Comments:"In the Clouds: Inventing Chromebook"
URL:http://blog.jeff-nelson.com/2012/11/on-inventing-chromebook.html
While working for Google back in 2006, I had the good fortune to create a new operating system.
I confess it wasn't created from scratch. It was a chopped down Linux distribution - as so many "new" operating systems are, these days.
This new operating system was originally code-named "Google OS" and since 2009 has been released to the public under the product names, Google Chrome OS, Chromebook, and Chromebox. I wrote a patent for it, #8,239,662, titled "Network-based Operating System Across Devices" that was finally granted in August 7, 2012. Long after I left Google.

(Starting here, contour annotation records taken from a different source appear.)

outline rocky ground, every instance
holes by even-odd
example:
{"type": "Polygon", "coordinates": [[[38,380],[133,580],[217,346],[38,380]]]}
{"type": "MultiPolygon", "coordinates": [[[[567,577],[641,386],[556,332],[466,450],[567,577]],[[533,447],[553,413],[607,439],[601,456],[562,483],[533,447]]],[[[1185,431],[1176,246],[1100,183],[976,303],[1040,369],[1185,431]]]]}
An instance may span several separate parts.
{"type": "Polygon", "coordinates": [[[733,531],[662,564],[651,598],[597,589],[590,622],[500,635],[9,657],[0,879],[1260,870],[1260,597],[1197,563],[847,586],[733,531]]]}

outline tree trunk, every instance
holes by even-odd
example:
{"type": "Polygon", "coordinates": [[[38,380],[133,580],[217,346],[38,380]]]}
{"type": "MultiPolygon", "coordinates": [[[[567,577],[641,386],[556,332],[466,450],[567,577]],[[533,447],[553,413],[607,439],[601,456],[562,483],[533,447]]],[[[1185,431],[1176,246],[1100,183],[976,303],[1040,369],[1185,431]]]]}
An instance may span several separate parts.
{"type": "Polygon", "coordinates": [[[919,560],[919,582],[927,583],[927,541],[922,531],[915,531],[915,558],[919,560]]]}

Here's a few interesting tidbits about the invention of Chromebook.
First, Chromebook was initially rejected by Google management. In fact I wrote the first version as early as July 2006 and showed it around to management. Instead of launching a project, the response was extremely tepid. My boss complained, "You can't use it on an airplane." Actually, you could as, under the covers, it was still a bare-bones Linux distribution and could execute any Linux program installed on it.
Second, Google OS was not originally written for Chrome or called "Chrome OS". The first versions were all based on Firefox. When I wrote the first version in 2006, Google had not yet started developing a web browser of its own, nor had the name "Chrome" exist as a Google product. Chrome versions followed in 2007, after internal beta test versions of Chrome started to be passed around inside Google.
Third, Chromebook was definitely not intended to be "another device" for web browsing - as many product reviewers have characterized the Samsung Chromebook models. The first versions were bare-bones Linux distributions, but fully functional for many tasks, including code development for a Google engineer. I myself used versions of Chromebook, exclusively, every day, for over a year as my primary development box, taking it on many business trips, and even some airplanes.
Fourth, the main priority of Chromebook - originally - was not to write a webapp-only operating system. In fact, the main priority when I started constructing the operating system was the need for speed - to create a super-fast operating system.
Why bother to write a super-fast operating system? I was frustrated with Windows and Linux, which I perceived were unnecessarily slow. For example, at that time my occupation was writing webapps for Google, so I was restarting my web browser frequently, sometimes hundreds of times a day, to clear browser cache and cookies as part of the code development process. Restarting the web browser was a particularly slow operation, often taking 30-45 seconds, whether IE or Firefox, Linux or Windows. (Chrome not being available in 2006.) However, even simple tasks such as displaying a directory in a file explorer were unreasonably slow operations, requiring several seconds for a task that should be nearly instantaneous. A few seconds here, 45 seconds there, might not sound like much of a delay, but when such delays occur hundreds of times a day, it adds up to a costly amount of time.
The solution? Move the entire desktop operating system into RAM. By moving the entire operating system into RAM, that immediately took off the table the largest performance bottlenecks in the operating system: File I/O.
Very few tasks that an operating system perform are CPU intensive or cause other major delays that can't be attributed to File I/O. By running the operating system entirely in RAM, most such tasks became nearly instantaneous, without having to rewrite or do any performance optimization at all for thousands of applications that make up the operating system. For example, restarting Firefox went from ~45 seconds to ~1 second. Browsing a directory in the file explorer went from ~8 seconds to ~0.01 seconds. Even compiling code became 60% faster, and I could run non-indexed, recursive greps of the entire RAM resident file system in under 15 seconds. Try doing that with a hard disk.
When discussing the RAM resident architecture of the original versions of Chromebook, nearly everyone expresses concerns about data loss. In fact, data loss was not a problem for several reasons. First, many tasks were performed as webapps, so as long as the webapps were well written, there was no possibility of data loss, there. Second, I had configured my IDE to auto-save backups to a network drive, so even in the event of a system crash only a few seconds of work could be lost. Third, some version occasionally synced backups to a local storage media. Aside from that and boot loading, the operating system never accessed any local storage media aside from dynamic RAM. Ever.
Running a RAM resident operating system did pose other challenges. First, avoiding the installation of any bloated applications. A bloated application hogging a few gigabytes of hard disk space might not be painful, but hogging a few gigabytes of RAM is. Such bloat had to be avoided by replacing the functionality with webapps.
Second, many software vendors don't support Linux at all. This functionality also was replaced with webapps.
Thus, tracking down webapps to replace any and all functionality normally found on a desktop, became a priority. That's how the seeds of the webapps on the Chromium desktop, albeit originally written in HTML and running on Firefox, were planted.
While running your front-end operating system entirely in RAM is a fundamental shift to the status quo of modern operating system architectures, I'm convinced the benefits far outweigh the costs. As we live our lives, connected and online, few or no resources need to be stored on the same computer as the attached keyboard, and those which are stored don't need to be accessed by spinning a magnetic platter.